Marcou Quentin, Mora Thierry, Walczak Aleksandra M
Laboratoire de Physique Théorique, CNRS, Sorbonne Université and École Normale Supérieure (PSL), 24, Rue Lhomond, 75005, Paris, France.
Laboratoire de Physique Statistique, CNRS, Sorbonne Université, Université Paris-Diderot, and École normale supérieure (PSL), 24, Rue Lhomond, 75005, Paris, France.
Nat Commun. 2018 Feb 8;9(1):561. doi: 10.1038/s41467-018-02832-w.
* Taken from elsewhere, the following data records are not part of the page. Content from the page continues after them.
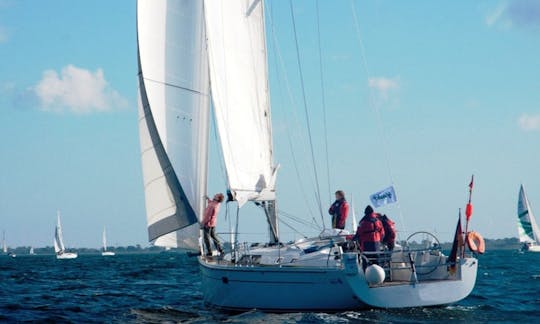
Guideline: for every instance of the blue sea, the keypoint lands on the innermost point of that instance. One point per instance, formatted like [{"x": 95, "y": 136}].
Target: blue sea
[{"x": 165, "y": 287}]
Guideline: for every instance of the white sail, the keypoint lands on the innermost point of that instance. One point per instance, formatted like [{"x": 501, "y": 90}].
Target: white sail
[
  {"x": 527, "y": 226},
  {"x": 104, "y": 240},
  {"x": 174, "y": 118},
  {"x": 58, "y": 241},
  {"x": 238, "y": 73},
  {"x": 4, "y": 245}
]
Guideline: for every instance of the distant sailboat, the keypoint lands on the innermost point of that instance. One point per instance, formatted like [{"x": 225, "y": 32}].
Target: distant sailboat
[
  {"x": 104, "y": 239},
  {"x": 4, "y": 246},
  {"x": 59, "y": 248},
  {"x": 528, "y": 231}
]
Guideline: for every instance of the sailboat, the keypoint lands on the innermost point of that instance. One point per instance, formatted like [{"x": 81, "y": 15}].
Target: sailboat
[
  {"x": 528, "y": 231},
  {"x": 5, "y": 248},
  {"x": 191, "y": 54},
  {"x": 59, "y": 248},
  {"x": 104, "y": 241}
]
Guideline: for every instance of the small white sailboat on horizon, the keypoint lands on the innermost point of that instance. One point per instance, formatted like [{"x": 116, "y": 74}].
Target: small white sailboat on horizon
[
  {"x": 528, "y": 232},
  {"x": 104, "y": 242},
  {"x": 225, "y": 43},
  {"x": 58, "y": 243}
]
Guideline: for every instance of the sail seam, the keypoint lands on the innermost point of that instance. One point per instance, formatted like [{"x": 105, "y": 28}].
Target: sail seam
[{"x": 176, "y": 86}]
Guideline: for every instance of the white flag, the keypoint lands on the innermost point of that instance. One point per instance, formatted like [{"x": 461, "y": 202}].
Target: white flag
[{"x": 384, "y": 197}]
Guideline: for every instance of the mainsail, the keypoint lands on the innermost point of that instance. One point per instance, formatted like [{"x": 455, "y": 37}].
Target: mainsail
[
  {"x": 238, "y": 74},
  {"x": 4, "y": 245},
  {"x": 104, "y": 240},
  {"x": 527, "y": 227},
  {"x": 173, "y": 124},
  {"x": 58, "y": 242}
]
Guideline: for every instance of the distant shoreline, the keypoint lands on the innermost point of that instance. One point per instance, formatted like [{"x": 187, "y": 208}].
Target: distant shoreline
[{"x": 511, "y": 243}]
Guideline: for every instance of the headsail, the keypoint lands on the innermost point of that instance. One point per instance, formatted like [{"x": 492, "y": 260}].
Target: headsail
[
  {"x": 527, "y": 227},
  {"x": 173, "y": 124},
  {"x": 104, "y": 240},
  {"x": 239, "y": 78}
]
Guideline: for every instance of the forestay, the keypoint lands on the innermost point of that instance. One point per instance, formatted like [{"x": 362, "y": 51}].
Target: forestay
[
  {"x": 173, "y": 125},
  {"x": 238, "y": 73},
  {"x": 527, "y": 227}
]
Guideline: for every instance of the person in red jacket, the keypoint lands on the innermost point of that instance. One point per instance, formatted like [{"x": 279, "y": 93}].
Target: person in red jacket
[
  {"x": 339, "y": 210},
  {"x": 209, "y": 223},
  {"x": 370, "y": 231}
]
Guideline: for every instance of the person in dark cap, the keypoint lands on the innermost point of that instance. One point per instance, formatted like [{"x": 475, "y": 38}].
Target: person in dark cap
[
  {"x": 370, "y": 231},
  {"x": 339, "y": 210}
]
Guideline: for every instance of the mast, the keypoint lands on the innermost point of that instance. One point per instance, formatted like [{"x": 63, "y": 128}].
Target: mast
[
  {"x": 104, "y": 240},
  {"x": 240, "y": 95},
  {"x": 527, "y": 226},
  {"x": 4, "y": 246},
  {"x": 58, "y": 241}
]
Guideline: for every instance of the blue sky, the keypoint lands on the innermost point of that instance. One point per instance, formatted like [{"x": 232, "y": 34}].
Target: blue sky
[{"x": 456, "y": 84}]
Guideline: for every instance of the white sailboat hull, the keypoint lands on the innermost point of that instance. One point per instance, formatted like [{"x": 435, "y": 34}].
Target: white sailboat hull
[
  {"x": 66, "y": 255},
  {"x": 414, "y": 294},
  {"x": 275, "y": 288}
]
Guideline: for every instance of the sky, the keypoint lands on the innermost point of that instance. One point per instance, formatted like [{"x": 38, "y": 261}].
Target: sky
[{"x": 419, "y": 94}]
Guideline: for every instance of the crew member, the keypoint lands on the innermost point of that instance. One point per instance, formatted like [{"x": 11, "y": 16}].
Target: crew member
[
  {"x": 370, "y": 231},
  {"x": 339, "y": 210},
  {"x": 209, "y": 223}
]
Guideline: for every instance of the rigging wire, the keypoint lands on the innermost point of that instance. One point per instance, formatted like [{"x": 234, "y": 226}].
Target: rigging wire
[
  {"x": 292, "y": 228},
  {"x": 317, "y": 193},
  {"x": 372, "y": 104},
  {"x": 277, "y": 54},
  {"x": 323, "y": 99}
]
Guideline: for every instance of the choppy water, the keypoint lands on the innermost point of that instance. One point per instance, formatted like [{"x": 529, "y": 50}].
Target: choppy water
[{"x": 165, "y": 288}]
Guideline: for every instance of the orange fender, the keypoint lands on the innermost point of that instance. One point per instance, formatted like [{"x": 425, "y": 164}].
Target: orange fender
[{"x": 476, "y": 243}]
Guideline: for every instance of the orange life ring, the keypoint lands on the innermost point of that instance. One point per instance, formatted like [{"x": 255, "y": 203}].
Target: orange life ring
[{"x": 476, "y": 243}]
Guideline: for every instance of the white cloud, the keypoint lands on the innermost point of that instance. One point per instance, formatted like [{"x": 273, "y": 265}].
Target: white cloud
[
  {"x": 529, "y": 122},
  {"x": 77, "y": 90},
  {"x": 521, "y": 13},
  {"x": 384, "y": 85}
]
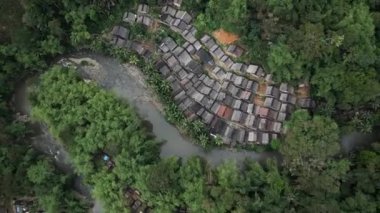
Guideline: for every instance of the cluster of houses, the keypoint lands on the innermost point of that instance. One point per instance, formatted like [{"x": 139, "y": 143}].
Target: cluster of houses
[{"x": 237, "y": 101}]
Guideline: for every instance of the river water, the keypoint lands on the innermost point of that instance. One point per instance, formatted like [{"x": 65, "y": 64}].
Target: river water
[{"x": 127, "y": 83}]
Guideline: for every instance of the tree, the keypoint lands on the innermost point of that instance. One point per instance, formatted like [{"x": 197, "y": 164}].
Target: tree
[
  {"x": 308, "y": 151},
  {"x": 283, "y": 64}
]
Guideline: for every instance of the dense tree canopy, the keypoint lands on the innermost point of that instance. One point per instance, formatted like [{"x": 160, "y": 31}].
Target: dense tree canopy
[{"x": 331, "y": 44}]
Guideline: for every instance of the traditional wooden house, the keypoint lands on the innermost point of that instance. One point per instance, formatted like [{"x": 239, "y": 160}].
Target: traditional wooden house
[
  {"x": 169, "y": 10},
  {"x": 129, "y": 17},
  {"x": 205, "y": 57},
  {"x": 252, "y": 69}
]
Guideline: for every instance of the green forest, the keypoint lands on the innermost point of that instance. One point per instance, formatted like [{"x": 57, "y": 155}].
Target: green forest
[{"x": 334, "y": 45}]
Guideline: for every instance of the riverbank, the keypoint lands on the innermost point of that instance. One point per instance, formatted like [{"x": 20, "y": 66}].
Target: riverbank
[{"x": 127, "y": 83}]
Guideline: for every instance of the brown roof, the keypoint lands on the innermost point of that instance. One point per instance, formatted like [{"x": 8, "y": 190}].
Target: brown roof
[{"x": 263, "y": 112}]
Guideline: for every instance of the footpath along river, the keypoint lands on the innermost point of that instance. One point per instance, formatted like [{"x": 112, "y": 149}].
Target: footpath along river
[{"x": 126, "y": 83}]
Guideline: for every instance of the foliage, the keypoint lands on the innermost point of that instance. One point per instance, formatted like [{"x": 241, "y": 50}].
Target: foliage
[{"x": 91, "y": 121}]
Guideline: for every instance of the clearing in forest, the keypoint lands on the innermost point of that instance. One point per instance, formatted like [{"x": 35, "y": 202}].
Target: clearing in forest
[{"x": 225, "y": 37}]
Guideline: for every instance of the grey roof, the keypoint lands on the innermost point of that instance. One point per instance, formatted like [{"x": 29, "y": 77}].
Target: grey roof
[
  {"x": 245, "y": 95},
  {"x": 196, "y": 107},
  {"x": 260, "y": 72},
  {"x": 217, "y": 86},
  {"x": 167, "y": 19},
  {"x": 164, "y": 48},
  {"x": 121, "y": 32},
  {"x": 221, "y": 96},
  {"x": 213, "y": 94},
  {"x": 284, "y": 97},
  {"x": 179, "y": 24},
  {"x": 169, "y": 10},
  {"x": 215, "y": 107},
  {"x": 118, "y": 42},
  {"x": 205, "y": 38},
  {"x": 252, "y": 69},
  {"x": 235, "y": 50},
  {"x": 281, "y": 116},
  {"x": 182, "y": 74},
  {"x": 195, "y": 67},
  {"x": 143, "y": 9},
  {"x": 233, "y": 89},
  {"x": 238, "y": 80},
  {"x": 264, "y": 138},
  {"x": 227, "y": 61},
  {"x": 217, "y": 125},
  {"x": 188, "y": 36},
  {"x": 180, "y": 96},
  {"x": 272, "y": 103},
  {"x": 228, "y": 100},
  {"x": 250, "y": 108},
  {"x": 129, "y": 17},
  {"x": 240, "y": 135},
  {"x": 197, "y": 96},
  {"x": 207, "y": 102},
  {"x": 178, "y": 50},
  {"x": 236, "y": 66},
  {"x": 190, "y": 48},
  {"x": 147, "y": 21},
  {"x": 138, "y": 48},
  {"x": 164, "y": 70},
  {"x": 197, "y": 45},
  {"x": 205, "y": 89},
  {"x": 205, "y": 57},
  {"x": 176, "y": 68},
  {"x": 170, "y": 43},
  {"x": 277, "y": 127},
  {"x": 252, "y": 136},
  {"x": 237, "y": 104},
  {"x": 172, "y": 61},
  {"x": 268, "y": 77},
  {"x": 236, "y": 115},
  {"x": 250, "y": 120},
  {"x": 177, "y": 3},
  {"x": 305, "y": 103},
  {"x": 263, "y": 124},
  {"x": 228, "y": 132},
  {"x": 272, "y": 91}
]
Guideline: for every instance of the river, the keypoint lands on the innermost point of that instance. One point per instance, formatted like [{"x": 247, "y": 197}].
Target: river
[{"x": 127, "y": 83}]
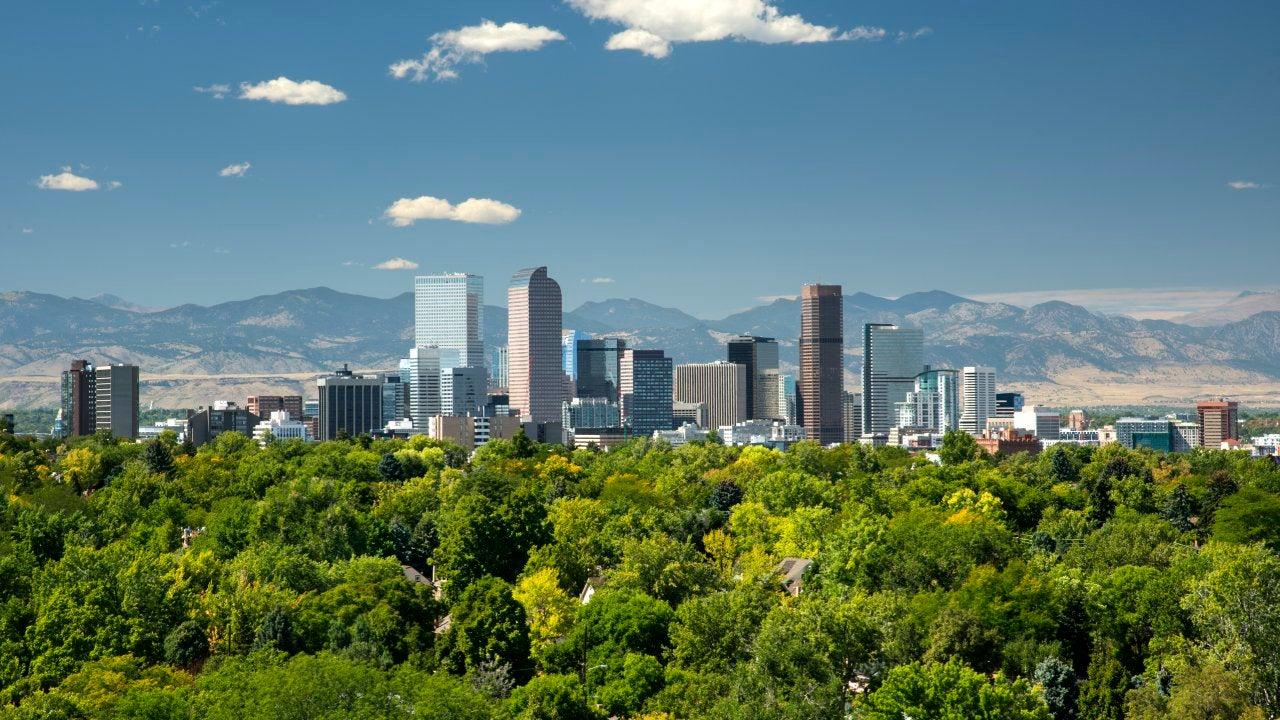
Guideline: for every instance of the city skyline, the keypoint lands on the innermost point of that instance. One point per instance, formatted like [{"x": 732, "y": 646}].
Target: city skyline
[{"x": 1038, "y": 141}]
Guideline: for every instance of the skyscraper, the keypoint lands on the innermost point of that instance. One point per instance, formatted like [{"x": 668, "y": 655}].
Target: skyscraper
[
  {"x": 720, "y": 384},
  {"x": 115, "y": 400},
  {"x": 760, "y": 358},
  {"x": 892, "y": 356},
  {"x": 645, "y": 388},
  {"x": 348, "y": 404},
  {"x": 535, "y": 364},
  {"x": 448, "y": 313},
  {"x": 598, "y": 367},
  {"x": 78, "y": 399},
  {"x": 1219, "y": 420},
  {"x": 977, "y": 399},
  {"x": 822, "y": 347}
]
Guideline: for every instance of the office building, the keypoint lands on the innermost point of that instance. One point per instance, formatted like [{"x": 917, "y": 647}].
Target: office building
[
  {"x": 535, "y": 360},
  {"x": 1008, "y": 404},
  {"x": 977, "y": 399},
  {"x": 421, "y": 370},
  {"x": 892, "y": 356},
  {"x": 78, "y": 399},
  {"x": 590, "y": 413},
  {"x": 1219, "y": 420},
  {"x": 568, "y": 346},
  {"x": 720, "y": 384},
  {"x": 280, "y": 425},
  {"x": 115, "y": 400},
  {"x": 645, "y": 390},
  {"x": 223, "y": 417},
  {"x": 448, "y": 314},
  {"x": 263, "y": 405},
  {"x": 350, "y": 404},
  {"x": 1041, "y": 422},
  {"x": 933, "y": 402},
  {"x": 822, "y": 369},
  {"x": 851, "y": 402},
  {"x": 759, "y": 355},
  {"x": 599, "y": 368}
]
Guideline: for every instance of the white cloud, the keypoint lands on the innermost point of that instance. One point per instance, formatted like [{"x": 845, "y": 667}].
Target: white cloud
[
  {"x": 407, "y": 210},
  {"x": 216, "y": 90},
  {"x": 653, "y": 26},
  {"x": 396, "y": 264},
  {"x": 292, "y": 92},
  {"x": 236, "y": 171},
  {"x": 470, "y": 45},
  {"x": 68, "y": 181}
]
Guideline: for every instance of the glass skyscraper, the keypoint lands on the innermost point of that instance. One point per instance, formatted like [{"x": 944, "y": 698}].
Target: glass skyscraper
[{"x": 892, "y": 356}]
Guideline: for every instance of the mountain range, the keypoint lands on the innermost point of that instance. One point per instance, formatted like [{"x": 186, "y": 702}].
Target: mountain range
[{"x": 289, "y": 335}]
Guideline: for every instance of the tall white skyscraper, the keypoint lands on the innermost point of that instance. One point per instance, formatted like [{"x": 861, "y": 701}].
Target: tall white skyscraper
[
  {"x": 977, "y": 399},
  {"x": 448, "y": 313}
]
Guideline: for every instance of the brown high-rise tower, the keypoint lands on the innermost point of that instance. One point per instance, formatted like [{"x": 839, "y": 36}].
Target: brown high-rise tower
[{"x": 822, "y": 346}]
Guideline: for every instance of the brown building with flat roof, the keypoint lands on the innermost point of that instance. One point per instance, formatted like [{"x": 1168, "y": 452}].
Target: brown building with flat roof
[{"x": 819, "y": 392}]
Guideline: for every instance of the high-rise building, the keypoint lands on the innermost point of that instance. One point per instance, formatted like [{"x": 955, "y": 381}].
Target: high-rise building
[
  {"x": 535, "y": 359},
  {"x": 977, "y": 399},
  {"x": 1219, "y": 420},
  {"x": 599, "y": 368},
  {"x": 263, "y": 405},
  {"x": 760, "y": 358},
  {"x": 568, "y": 346},
  {"x": 645, "y": 391},
  {"x": 892, "y": 356},
  {"x": 722, "y": 386},
  {"x": 822, "y": 372},
  {"x": 78, "y": 400},
  {"x": 348, "y": 404},
  {"x": 851, "y": 404},
  {"x": 421, "y": 370},
  {"x": 448, "y": 313},
  {"x": 933, "y": 402},
  {"x": 115, "y": 400}
]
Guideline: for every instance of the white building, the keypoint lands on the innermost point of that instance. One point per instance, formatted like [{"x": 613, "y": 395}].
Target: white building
[
  {"x": 977, "y": 399},
  {"x": 280, "y": 427},
  {"x": 1042, "y": 422}
]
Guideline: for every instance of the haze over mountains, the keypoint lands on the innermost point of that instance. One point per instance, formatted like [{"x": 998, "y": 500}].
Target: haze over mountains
[{"x": 289, "y": 335}]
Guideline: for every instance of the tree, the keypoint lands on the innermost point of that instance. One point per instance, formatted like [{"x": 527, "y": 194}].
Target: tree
[
  {"x": 951, "y": 692},
  {"x": 959, "y": 446}
]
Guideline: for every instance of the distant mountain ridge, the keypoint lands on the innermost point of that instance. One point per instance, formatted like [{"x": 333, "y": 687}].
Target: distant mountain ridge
[{"x": 318, "y": 328}]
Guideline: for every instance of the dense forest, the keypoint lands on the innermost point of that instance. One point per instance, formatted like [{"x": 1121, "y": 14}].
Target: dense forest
[{"x": 295, "y": 582}]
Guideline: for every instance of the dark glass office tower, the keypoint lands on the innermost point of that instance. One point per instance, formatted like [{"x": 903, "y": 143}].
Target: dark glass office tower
[{"x": 822, "y": 346}]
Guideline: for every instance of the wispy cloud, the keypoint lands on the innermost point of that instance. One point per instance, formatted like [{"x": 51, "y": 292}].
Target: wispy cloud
[
  {"x": 292, "y": 92},
  {"x": 216, "y": 90},
  {"x": 407, "y": 210},
  {"x": 67, "y": 181},
  {"x": 652, "y": 27},
  {"x": 470, "y": 45},
  {"x": 236, "y": 171},
  {"x": 396, "y": 264}
]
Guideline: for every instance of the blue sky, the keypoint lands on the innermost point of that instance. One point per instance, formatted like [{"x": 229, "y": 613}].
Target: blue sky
[{"x": 1010, "y": 146}]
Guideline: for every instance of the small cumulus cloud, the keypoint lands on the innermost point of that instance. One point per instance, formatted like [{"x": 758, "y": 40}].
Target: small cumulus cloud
[
  {"x": 407, "y": 210},
  {"x": 470, "y": 45},
  {"x": 236, "y": 171},
  {"x": 292, "y": 92},
  {"x": 216, "y": 90},
  {"x": 67, "y": 181},
  {"x": 396, "y": 264}
]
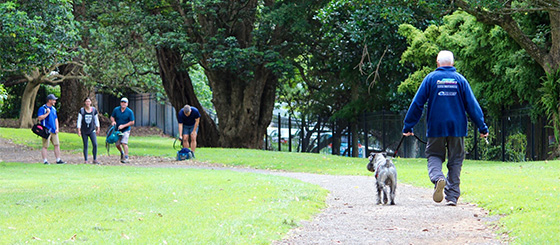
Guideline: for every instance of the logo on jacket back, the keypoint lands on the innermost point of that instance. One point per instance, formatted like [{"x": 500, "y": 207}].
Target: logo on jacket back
[{"x": 447, "y": 83}]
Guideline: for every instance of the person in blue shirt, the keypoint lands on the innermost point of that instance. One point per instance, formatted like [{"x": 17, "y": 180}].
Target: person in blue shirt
[
  {"x": 123, "y": 118},
  {"x": 450, "y": 99},
  {"x": 189, "y": 119},
  {"x": 48, "y": 117}
]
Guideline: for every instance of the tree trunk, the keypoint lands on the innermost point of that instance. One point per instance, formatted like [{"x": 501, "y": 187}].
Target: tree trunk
[
  {"x": 244, "y": 107},
  {"x": 28, "y": 103},
  {"x": 72, "y": 95},
  {"x": 178, "y": 87}
]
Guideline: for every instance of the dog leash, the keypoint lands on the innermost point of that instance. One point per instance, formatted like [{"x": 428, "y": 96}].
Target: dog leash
[{"x": 400, "y": 142}]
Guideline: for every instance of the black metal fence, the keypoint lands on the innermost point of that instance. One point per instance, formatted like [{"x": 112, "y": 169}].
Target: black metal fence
[
  {"x": 147, "y": 111},
  {"x": 513, "y": 137}
]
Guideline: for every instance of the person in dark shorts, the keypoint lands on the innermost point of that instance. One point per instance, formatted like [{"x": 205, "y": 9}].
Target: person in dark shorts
[
  {"x": 450, "y": 98},
  {"x": 189, "y": 119},
  {"x": 123, "y": 118},
  {"x": 88, "y": 126}
]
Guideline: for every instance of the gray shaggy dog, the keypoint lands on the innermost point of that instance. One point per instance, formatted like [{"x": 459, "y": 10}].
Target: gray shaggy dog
[{"x": 386, "y": 176}]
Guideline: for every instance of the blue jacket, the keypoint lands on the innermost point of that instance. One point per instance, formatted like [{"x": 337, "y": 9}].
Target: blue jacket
[
  {"x": 191, "y": 119},
  {"x": 449, "y": 98},
  {"x": 50, "y": 120}
]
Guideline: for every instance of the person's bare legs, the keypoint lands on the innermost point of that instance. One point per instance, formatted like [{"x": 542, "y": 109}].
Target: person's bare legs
[
  {"x": 186, "y": 141},
  {"x": 193, "y": 142},
  {"x": 57, "y": 151},
  {"x": 44, "y": 152}
]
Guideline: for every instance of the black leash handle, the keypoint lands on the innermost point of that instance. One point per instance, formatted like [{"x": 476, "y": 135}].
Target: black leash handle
[{"x": 400, "y": 142}]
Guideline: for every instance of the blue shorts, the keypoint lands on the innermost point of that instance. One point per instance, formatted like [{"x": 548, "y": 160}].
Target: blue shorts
[{"x": 188, "y": 129}]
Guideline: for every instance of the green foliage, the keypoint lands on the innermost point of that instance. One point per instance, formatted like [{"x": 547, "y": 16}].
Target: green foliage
[
  {"x": 550, "y": 101},
  {"x": 500, "y": 72},
  {"x": 354, "y": 44},
  {"x": 36, "y": 34},
  {"x": 117, "y": 204},
  {"x": 524, "y": 195},
  {"x": 12, "y": 105},
  {"x": 119, "y": 60}
]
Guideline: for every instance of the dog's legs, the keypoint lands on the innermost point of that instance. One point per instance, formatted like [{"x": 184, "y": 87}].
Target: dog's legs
[{"x": 393, "y": 192}]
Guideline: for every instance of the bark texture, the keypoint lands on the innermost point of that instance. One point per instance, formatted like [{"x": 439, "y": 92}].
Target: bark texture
[{"x": 179, "y": 89}]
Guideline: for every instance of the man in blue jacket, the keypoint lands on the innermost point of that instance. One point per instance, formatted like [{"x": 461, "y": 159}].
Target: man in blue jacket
[
  {"x": 188, "y": 119},
  {"x": 48, "y": 117},
  {"x": 450, "y": 98}
]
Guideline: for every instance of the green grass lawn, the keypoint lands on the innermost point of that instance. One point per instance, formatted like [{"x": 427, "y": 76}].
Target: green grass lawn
[
  {"x": 116, "y": 204},
  {"x": 527, "y": 194}
]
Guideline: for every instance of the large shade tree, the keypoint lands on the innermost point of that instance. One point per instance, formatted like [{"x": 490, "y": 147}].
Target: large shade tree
[
  {"x": 535, "y": 26},
  {"x": 37, "y": 42},
  {"x": 244, "y": 48}
]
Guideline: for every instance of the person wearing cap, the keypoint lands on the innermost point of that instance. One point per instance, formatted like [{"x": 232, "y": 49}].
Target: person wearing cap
[
  {"x": 450, "y": 98},
  {"x": 123, "y": 118},
  {"x": 48, "y": 117},
  {"x": 188, "y": 119}
]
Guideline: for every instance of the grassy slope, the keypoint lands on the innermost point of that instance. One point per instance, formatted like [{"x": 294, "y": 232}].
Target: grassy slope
[{"x": 527, "y": 193}]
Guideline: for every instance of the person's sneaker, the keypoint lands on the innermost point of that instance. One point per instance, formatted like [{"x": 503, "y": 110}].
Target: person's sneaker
[
  {"x": 438, "y": 190},
  {"x": 450, "y": 203}
]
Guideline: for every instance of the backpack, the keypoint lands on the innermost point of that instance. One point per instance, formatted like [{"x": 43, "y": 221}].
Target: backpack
[
  {"x": 112, "y": 137},
  {"x": 40, "y": 129},
  {"x": 184, "y": 154}
]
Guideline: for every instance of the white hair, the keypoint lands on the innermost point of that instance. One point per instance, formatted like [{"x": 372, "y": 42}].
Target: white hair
[{"x": 445, "y": 57}]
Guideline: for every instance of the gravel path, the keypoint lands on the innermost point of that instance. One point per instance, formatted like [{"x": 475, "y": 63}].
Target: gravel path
[{"x": 351, "y": 216}]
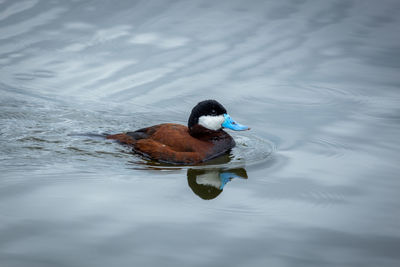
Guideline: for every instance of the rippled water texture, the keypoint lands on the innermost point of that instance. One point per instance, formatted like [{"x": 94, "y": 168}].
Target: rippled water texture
[{"x": 314, "y": 183}]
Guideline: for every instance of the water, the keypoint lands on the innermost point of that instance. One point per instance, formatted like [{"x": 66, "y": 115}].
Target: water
[{"x": 317, "y": 177}]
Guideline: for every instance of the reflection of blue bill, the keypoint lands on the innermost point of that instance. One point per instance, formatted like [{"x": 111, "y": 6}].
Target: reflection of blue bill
[{"x": 226, "y": 177}]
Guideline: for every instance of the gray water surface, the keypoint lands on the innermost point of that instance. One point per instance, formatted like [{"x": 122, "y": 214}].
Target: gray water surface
[{"x": 317, "y": 177}]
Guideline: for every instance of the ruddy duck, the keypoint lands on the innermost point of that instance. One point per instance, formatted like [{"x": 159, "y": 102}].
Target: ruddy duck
[{"x": 202, "y": 140}]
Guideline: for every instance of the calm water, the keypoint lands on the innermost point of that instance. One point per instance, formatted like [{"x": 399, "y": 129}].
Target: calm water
[{"x": 317, "y": 178}]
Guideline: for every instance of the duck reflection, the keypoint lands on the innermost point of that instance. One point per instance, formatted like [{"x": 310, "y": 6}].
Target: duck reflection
[{"x": 209, "y": 183}]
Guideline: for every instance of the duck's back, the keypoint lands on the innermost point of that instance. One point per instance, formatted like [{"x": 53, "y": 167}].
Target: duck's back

High-throughput immune repertoire sequencing is promising to lead to new statistical diagnostic tools for medicine and biology. Successful implementations of these methods require a correct characterization, analysis, and interpretation of these data sets. We present IGoR (Inference and Generation Of Repertoires)-a comprehensive tool that takes B or T cell receptor sequence reads and quantitatively characterizes the statistics of receptor generation from both cDNA and gDNA. It probabilistically annotates sequences and its modular structure can be used to investigate models of increasing biological complexity for different organisms. For B cells, IGoR returns the hypermutation statistics, which we use to reveal co-localization of hypermutations along the sequence. We demonstrate that IGoR outperforms existing tools in accuracy and estimate the sample sizes needed for reliable repertoire characterization.
高通量免疫组库测序有望催生医学和生物学领域新的统计诊断工具。这些方法的成功实施需要对这些数据集进行正确的表征、分析和解读。我们展示了IGoR(免疫组库的推断与生成)——一种综合工具,它能获取B细胞或T细胞受体序列读数,并从cDNA和gDNA定量表征受体生成的统计学特征。它能对序列进行概率注释,其模块化结构可用于研究不同生物体中生物复杂性不断增加的模型。对于B细胞,IGoR会返回超突变统计数据,我们用其揭示超突变沿序列的共定位情况。我们证明IGoR在准确性方面优于现有工具,并估计了可靠表征免疫组库所需的样本量。